PreeclampsiaScreen T1 is administered through a simple blood test to detect three biochemical markers in the mother’s blood: pregnancy-associated plasma protein-A, placental growth factor, and alpha fetoprotein. When evaluated collectively with personal demographic data, they provide an individual’s risk of developing early onset preeclampsia. Physicians can provide two additional biophysical measurements for their patients—mean arterial pressure and uterine artery Doppler pulsatility index—each increasing the sensitivity of the screen when included in the testing protocol.
1. Jackson LG, Zachary JM, Fowler SE, et al. A randomized comparison of transcervical and transabdominal chorionic-villus sampling. The U.S. National Institute of Child Health and Human Development Chorionic-Villus Sampling and Amniocentesis Study Group. N Engl J Med 1992;327(9): 594–598.
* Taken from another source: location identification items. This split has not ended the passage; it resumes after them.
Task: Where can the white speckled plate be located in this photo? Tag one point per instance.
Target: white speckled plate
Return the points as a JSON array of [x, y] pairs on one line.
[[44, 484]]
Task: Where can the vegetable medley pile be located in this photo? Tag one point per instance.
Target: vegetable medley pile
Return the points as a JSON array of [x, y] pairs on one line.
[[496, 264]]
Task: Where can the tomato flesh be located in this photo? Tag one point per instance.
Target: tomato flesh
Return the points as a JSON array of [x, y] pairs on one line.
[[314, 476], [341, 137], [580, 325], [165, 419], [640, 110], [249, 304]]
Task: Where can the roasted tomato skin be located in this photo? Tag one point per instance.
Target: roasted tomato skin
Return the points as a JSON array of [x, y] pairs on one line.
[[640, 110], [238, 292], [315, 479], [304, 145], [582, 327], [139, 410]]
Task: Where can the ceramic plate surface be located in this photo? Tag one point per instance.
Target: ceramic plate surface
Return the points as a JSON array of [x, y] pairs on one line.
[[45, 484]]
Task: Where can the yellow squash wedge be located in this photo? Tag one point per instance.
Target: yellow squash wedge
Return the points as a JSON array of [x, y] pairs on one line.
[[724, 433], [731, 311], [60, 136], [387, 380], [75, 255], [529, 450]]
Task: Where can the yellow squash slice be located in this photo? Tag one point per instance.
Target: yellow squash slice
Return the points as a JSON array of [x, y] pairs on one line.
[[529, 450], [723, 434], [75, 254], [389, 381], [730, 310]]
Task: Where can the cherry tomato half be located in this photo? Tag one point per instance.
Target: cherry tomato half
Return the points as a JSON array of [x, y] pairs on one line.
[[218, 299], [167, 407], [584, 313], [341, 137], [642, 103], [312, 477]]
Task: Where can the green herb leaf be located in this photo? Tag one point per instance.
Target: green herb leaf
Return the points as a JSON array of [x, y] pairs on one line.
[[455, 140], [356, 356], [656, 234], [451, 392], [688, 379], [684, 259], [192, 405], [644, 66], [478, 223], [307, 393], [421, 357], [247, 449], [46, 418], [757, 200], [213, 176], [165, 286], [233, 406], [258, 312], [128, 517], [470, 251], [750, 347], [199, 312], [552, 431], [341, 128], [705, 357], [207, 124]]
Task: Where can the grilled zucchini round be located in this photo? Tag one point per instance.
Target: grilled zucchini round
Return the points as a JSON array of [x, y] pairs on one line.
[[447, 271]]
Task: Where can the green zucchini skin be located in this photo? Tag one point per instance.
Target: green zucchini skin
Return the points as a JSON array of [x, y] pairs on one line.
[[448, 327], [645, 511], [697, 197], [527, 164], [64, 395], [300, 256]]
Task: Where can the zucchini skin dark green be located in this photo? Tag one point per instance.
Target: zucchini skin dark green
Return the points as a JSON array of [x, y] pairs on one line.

2. Futch T, Spinosa J, Bhatt S, et al. Initial clinical laboratory experience in noninvasive prenatal testing for fetal aneuploidy from maternal plasma DNA samples. Prenat. Diagn. 2013;33(6): 569–574. doi: 10.1002/pd.4123. Epub 2013 May 17.
3. Norton ME, Brar H, Weiss J, et al. Non-invasive chromosomal evaluation (NICE) study: Results of a multicenter, prospective, cohort study for detection of fetal trisomy 21 and trisomy 18. Am J Obstet Gynecol. (2012);207(2):137.e1–8. doi:10.1016/j.ajog.2012.05.021. Epub 2012 Jun 1.